Il m’a été proposé par la responsable scientifique de l’enquête périnatale, Béatrice Blondel, directrice de recherche et épidémiologiste à l’Inserm. La surmédicalisation est en effet une tendance visible depuis plusieurs années, mais qui n’a jamais été étudiée précisément en France. J’ai moi-même observé, dans la maternité de niveau 1 de Guingamp (Côtes-d’Armor) où j’ai exercé deux ans, le mésusage du système de santé, avec un excès de consultations obstétricales aux urgences et des suivis variables selon le professionnel et le type de structure.
Quelles hypothèses souhaitez-vous tester ?
Nous aimerions tout d’abord identifier le profil des patientes à bas risque avec un suivi plus intense non justifié. Par exemple, la première grossesse étant de plus en plus tardive et le niveau d’études de plus en plus élevé, est-il vrai que les femmes sont mieux informées des complications éventuelles, et donc demandeuses d’un suivi plus étroit ? Les caractéristiques socio-économiques des femmes interviennent-elles ?

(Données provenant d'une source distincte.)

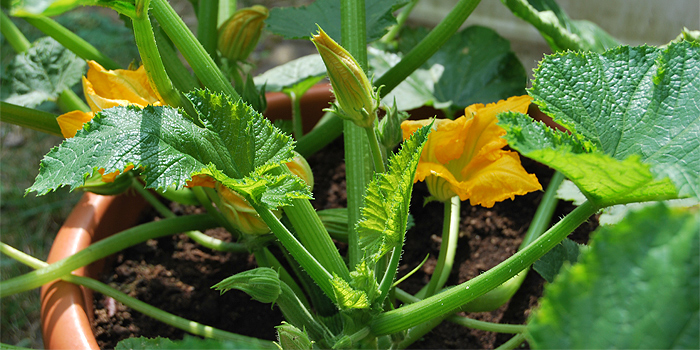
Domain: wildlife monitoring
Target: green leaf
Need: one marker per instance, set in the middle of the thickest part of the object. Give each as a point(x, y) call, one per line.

La parité joue aussi un rôle probable, comme le décrit la littérature scientifique : les primipares bénéficient souvent de davantage de consultations que les multipares. D’ailleurs, des pays comme la Belgique ont mis en place un suivi particulier sur ce critère : dix consultations pour les primipares et sept pour les multipares.
Question suivante : le suivi diffère-t-il selon le professionnel (sage-femme, obstétricien ou généraliste) et le secteur de suivi (privé ou public) ? Nous supposons que les patientes à bas risque suivies par des sages-femmes (des deux sexes) sont moins exposées à la surmédicalisation de leurs grossesses, une hypothèse cohérente avec la formation de ces professionnels – orientée vers la physiologie –, leur démographie favorable et leur participation croissante au suivi prénatal.
Quelles leçons pratiques tirer d’une telle étude ?
L’objectif est d’identifier un profil de patientes à bas risque pour sensibiliser les professionnels de santé à la nécessité d’une attention particulière. Nous souhaitons aussi comprendre le rôle des professionnels de santé et de certaines filières de soins dans la surmédicalisation. Cela étant, cette recherche est une première approche descriptive du phénomène. Il faudra poursuivre les travaux sur ce sujet afin de permettre, à terme, la mise en œuvre d’actions pratiques.